Could the Juan Williams Disaster Cost NPR Its Public Funding?

Conservatives are turning the Juan Williams firing into a political football and calling for the defunding of NPR. Republican House Whip Eric Cantor now says that he "will include termination of federal funding for NPR as an option in the YouCut program so that Americans can let it be known whether they want their dollars going to that organization." Update: Sen. Jim DeMint has introduced legislation to defund NPR, as well.
Would NPR die without government funding? What would a termination of federal funding for NPR look like? Let's peek at the finances (see graph above).
NPR does not receive any direct federal funding. But it does receive indirect funding from two important sources: (1) public radio stations and (2) public grants.
First, NPR receives the majority of funding from program fees and station dues paid by member stations that broadcast its shows. Those public radio stations receive about 10 percent of their funding from the Corporation for Public Broadcasting, a non-profit corp with receives some government money and spends $90 million a year on public radio stations. While that $90 million does not directly fund NPR, it provides about 10 percent of funding for public radio stations that pay NPR for its programming.
Second, NPR applies for grants that provides about 10 percent of its revenue. The grants come from companies like the Ford Foundation and the Knight Foundation, which are also supported by federal monies. NPR chief executive Vivian Schiller told the Atlantic Journal-Constitution that CPB money in grants to NPR "represents just one to three percent of our total budget."
Want those two paragraphs in a single sentence?
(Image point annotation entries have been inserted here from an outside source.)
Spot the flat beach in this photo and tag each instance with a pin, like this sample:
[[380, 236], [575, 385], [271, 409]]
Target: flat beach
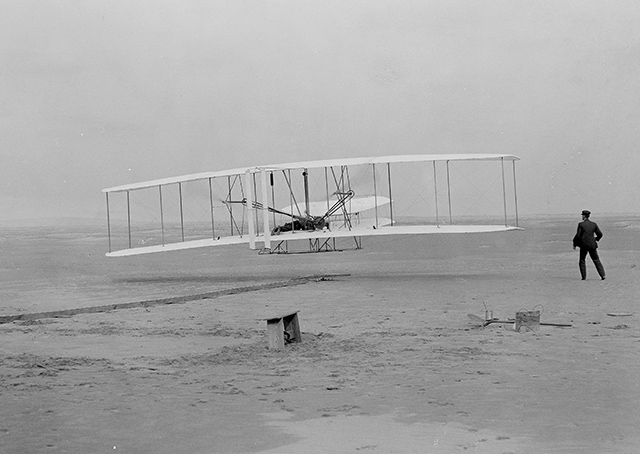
[[389, 360]]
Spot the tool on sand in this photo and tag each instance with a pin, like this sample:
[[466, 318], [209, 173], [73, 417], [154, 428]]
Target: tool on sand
[[482, 322]]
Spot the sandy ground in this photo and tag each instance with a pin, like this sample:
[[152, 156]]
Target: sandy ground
[[389, 361]]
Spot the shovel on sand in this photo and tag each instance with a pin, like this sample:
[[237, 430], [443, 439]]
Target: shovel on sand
[[482, 322]]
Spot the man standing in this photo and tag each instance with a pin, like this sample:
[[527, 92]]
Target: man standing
[[586, 239]]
While NPR receives no direct public funding, it receives considerable support from the Corporation for Public Broadcasting, an independent non-profit corp with some federal funding, that supports both NPR's grants and its public station customers.
The upshot is that if the federal government wants to defund NPR, it has to go through CBP. It seems unlikely that the GOP would try this, considering CPB chief exec Patricia Harrison served as Co-Chair of the Republican National Committee from 1997 until 2001.
It's more likely that the NPR fracas, like so many fracases before it, will follow the trajectory of every media wave: build, crash, flood the news cycle, and finally ebb into oblivion. Oh well. It will be "fun" while it lasts.